Ma Il piacere degli occhi esce postumo soltanto nell’88. Se tra gli omaggi, non pochi dei maestri di sempre, da Bazin a Renoir, da Rossellini a Welles, da Cocteau a Hitchcock ritornano accanto ai ritratti di Woody Allen, «l’allegro pessimista», e di Nestor Almendros, il geniale direttore della fotografia, un gruppo di brevi saggi è dedicato alla figura del regista, il più felice degli uomini perché realizza i propri sogni: «Fare un film significa migliorare la vita, sistemarla a modo proprio, significa prolungare i giochi dell’infanzia, costruire un oggetto che è allo stesso tempo un giocattolo inedito e un vaso dove si disporranno, come se si trattasse di un mazzo di fiori, le idee che si provano in questo momento o in modo permanente».

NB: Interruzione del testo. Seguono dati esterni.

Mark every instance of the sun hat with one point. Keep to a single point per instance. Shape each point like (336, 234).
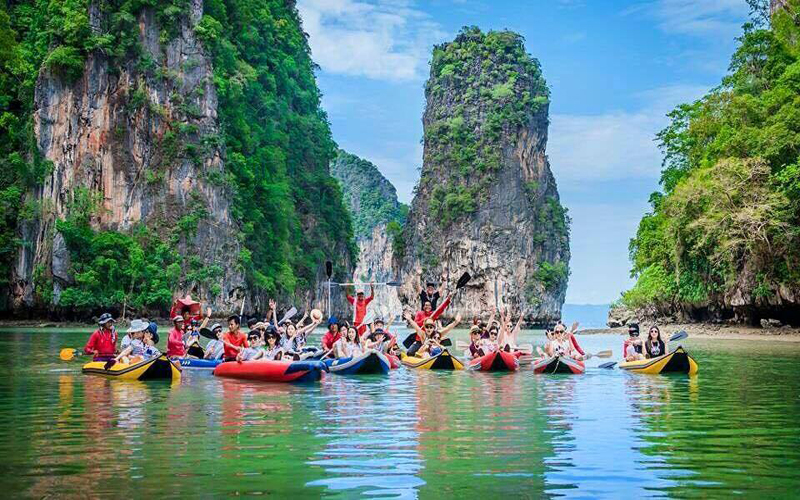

Accanto al capitolo dedicato al rapporto tra cinema e letteratura, gli attori e le attrici si assicurano la sezione più affollata, con gli ispirati ritratti di Isabelle Adjani, Fanny Ardant, Jean-Pierre Aumont, Charles Aznavour, Bernadette Lafont, Julie Christie, Catherine Deneuve, François Dorléac, Jean-Pierre Léaud, Lillian Gish, Gene Kelly, Michel Simon, Charles Trenet, Jeanne Moreau, una splendida galleria in cui i ricordi del set si mescolano alle suggestioni dell’autobiografia.
Quasi a sorpresa il libro si chiude con un ritorno all’indietro, con un gruppo di scritti polemici quasi tutti degli anni Cinquanta. Il più violento è Una certa tendenza del cinema francese del ’54, un attacco a tutto campo al cinéma de qualité, dominato dagli sceneggiatori d’ispirazione letteraria, mentre il più lungimirante è Il cinema francese muore sotto il peso delle false leggende del ’57, dove nella sfera di cristallo cerca di intravedere l’orizzonte del cinema futuro: «Il film di domani lo vedo ancora più personale di un romanzo, individuale e autobiografico come una confessione o come un diario intimo. I giovani registi si esprimeranno in prima persona e ci racconteranno le loro storie, potrà essere quella del loro primo amore o di quello più recente, la loro presa di coscienza di fronte alla politica, un racconto di viaggio, una malattia, il servizio militare, il matrimonio, le ultime vacanze, e piaceranno quasi sicuramente perché saranno veri e nuovi. Il film di domani non sarà realizzato da funzionari della macchina da presa ma da artisti per i quali le riprese di un film rappresenteranno un’avventura formidabile e esaltante. Il film di domani sarà un atto d’amore».